After 1945 Bill joined two other journalists in launching The Daily American in Rome. He and Tud soon had two sons, then she took advantage of having live-in staff to start a business she called At Your Service. It did anything foreign businessmen and tourists wanted done, from translation to personal shopping. She even provided bilingual extras for the epic MGM film Quo Vadis. 

In 1950 she and Bill sold their businesses and returned to the States. After he was hired by The Register in '58, Tud founded The Kingston Shopper, a tabloid shopping news weekly for which she sold ads and wrote a column.

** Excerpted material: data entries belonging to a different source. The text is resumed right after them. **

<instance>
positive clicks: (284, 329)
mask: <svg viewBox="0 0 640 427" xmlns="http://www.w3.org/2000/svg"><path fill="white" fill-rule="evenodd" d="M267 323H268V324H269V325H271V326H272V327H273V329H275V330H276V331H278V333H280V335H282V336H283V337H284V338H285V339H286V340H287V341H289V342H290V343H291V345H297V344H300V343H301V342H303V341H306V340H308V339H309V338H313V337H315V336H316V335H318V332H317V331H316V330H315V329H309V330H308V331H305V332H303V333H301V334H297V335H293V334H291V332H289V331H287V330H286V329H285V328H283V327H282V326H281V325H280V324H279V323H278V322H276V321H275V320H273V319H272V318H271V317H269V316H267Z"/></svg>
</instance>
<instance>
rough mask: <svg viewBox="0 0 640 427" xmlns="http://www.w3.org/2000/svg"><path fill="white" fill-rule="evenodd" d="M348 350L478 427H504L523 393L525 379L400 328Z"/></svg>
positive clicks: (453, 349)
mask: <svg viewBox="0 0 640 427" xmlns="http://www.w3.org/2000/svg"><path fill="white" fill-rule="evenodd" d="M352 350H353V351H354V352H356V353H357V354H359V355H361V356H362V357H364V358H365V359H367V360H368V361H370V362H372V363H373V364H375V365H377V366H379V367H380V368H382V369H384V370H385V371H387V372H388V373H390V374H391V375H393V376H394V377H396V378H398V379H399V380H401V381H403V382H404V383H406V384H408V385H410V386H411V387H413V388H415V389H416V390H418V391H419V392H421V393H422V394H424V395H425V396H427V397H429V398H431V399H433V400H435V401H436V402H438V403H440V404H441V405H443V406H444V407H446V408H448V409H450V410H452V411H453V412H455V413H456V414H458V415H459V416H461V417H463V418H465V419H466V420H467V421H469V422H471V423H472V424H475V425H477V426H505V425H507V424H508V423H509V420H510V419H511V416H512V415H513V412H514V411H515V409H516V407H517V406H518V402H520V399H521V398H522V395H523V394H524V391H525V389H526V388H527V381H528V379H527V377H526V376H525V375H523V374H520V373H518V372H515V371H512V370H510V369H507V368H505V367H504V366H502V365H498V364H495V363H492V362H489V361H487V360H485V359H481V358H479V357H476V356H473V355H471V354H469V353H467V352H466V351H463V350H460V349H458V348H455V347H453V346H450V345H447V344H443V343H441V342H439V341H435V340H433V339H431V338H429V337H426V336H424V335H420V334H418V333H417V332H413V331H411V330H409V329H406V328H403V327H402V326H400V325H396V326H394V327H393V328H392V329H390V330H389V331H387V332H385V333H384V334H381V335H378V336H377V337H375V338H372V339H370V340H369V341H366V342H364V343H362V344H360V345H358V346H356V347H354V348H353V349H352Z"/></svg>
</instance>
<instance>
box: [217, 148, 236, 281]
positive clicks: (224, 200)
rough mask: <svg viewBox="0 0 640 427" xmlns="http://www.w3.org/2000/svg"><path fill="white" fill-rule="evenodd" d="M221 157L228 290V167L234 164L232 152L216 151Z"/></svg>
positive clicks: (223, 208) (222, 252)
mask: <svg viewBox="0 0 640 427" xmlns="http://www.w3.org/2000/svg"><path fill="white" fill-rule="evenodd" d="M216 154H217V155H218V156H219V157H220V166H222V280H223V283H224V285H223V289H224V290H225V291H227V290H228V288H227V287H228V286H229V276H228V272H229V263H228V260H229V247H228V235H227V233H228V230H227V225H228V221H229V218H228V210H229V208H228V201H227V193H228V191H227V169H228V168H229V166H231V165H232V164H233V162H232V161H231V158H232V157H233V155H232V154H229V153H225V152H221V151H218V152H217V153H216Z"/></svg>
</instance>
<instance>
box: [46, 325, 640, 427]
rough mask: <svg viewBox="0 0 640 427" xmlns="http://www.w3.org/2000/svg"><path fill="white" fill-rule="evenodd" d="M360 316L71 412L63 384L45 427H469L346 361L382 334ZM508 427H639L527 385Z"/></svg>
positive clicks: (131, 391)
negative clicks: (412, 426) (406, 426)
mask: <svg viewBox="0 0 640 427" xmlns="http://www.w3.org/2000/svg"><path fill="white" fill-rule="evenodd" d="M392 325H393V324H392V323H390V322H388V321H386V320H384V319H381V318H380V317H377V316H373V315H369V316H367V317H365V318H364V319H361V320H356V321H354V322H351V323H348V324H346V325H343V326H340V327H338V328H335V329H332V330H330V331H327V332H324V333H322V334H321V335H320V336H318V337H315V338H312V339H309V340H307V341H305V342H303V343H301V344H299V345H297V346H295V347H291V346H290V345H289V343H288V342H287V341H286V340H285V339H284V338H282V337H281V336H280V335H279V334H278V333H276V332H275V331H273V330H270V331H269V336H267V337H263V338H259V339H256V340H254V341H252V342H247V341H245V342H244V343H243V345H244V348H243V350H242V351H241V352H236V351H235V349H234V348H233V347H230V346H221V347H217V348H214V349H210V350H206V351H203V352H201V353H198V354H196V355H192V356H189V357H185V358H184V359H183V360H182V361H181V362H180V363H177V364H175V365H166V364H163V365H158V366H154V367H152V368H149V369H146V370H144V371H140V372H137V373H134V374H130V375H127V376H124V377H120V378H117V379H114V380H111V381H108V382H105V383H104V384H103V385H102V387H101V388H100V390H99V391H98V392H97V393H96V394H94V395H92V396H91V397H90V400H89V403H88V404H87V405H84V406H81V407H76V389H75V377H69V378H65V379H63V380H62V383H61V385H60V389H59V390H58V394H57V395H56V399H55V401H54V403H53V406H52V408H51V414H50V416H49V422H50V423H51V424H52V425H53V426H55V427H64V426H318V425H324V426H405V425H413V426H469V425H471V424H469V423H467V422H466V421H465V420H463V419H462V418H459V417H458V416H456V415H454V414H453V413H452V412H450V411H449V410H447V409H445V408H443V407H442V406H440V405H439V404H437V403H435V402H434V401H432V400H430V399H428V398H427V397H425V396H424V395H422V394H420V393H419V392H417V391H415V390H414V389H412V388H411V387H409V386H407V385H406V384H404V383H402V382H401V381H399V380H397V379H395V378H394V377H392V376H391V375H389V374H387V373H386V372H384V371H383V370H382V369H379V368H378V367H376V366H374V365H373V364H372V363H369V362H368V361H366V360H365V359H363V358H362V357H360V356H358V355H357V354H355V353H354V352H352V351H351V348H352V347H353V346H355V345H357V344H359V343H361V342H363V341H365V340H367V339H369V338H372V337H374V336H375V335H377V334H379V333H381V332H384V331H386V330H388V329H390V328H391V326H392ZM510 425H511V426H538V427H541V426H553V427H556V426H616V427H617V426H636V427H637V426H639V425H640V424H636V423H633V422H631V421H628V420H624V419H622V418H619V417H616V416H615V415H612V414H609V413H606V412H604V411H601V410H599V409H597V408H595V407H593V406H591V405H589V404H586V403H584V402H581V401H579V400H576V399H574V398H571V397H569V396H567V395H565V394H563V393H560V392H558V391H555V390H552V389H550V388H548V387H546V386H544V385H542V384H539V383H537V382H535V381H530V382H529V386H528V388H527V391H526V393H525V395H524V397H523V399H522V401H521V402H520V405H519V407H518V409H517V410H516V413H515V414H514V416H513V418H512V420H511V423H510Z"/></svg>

I now see that in 1960-61 Bill was improving not only The Register but my writing style. Having one consistent editor was a huge improvement over the Tely experience, where most editors merely enforced style and cut for length. 

Bill's vast network included especially people in Ohio, where his and Tud's families had settled. He kept an eye on a Roman Catholic Cincinnati lawyer named Charles Keating, who campaigned against pornography after founding Citizens for Decent Literature in 1958, and who used his network of lawyers to spread the work across the States.

At that time, Canadians were also concerned about corruption of the morals of children and youth. Federal Justice Minister E. Davie Fulton struggled to update the wording of the Criminal Code section on obscenity. Ontario's Attorney General Kelso Roberts appointed a committee comprising a lawyer, a sociologist, a professor of English and a librarian to review provincial censorship laws. But Canadians have a wide cautious streak. They love striking committees and especially Royal Commissions!

Canada Customs had a little list of banned books which students at both my universities -- Toronto and Carleton -- used to select leisure reading, e.g. Lady Chatterley's Lover, Lolita. We either borrowed a copy or went to the States for a weekend and lied to Customs on the way back.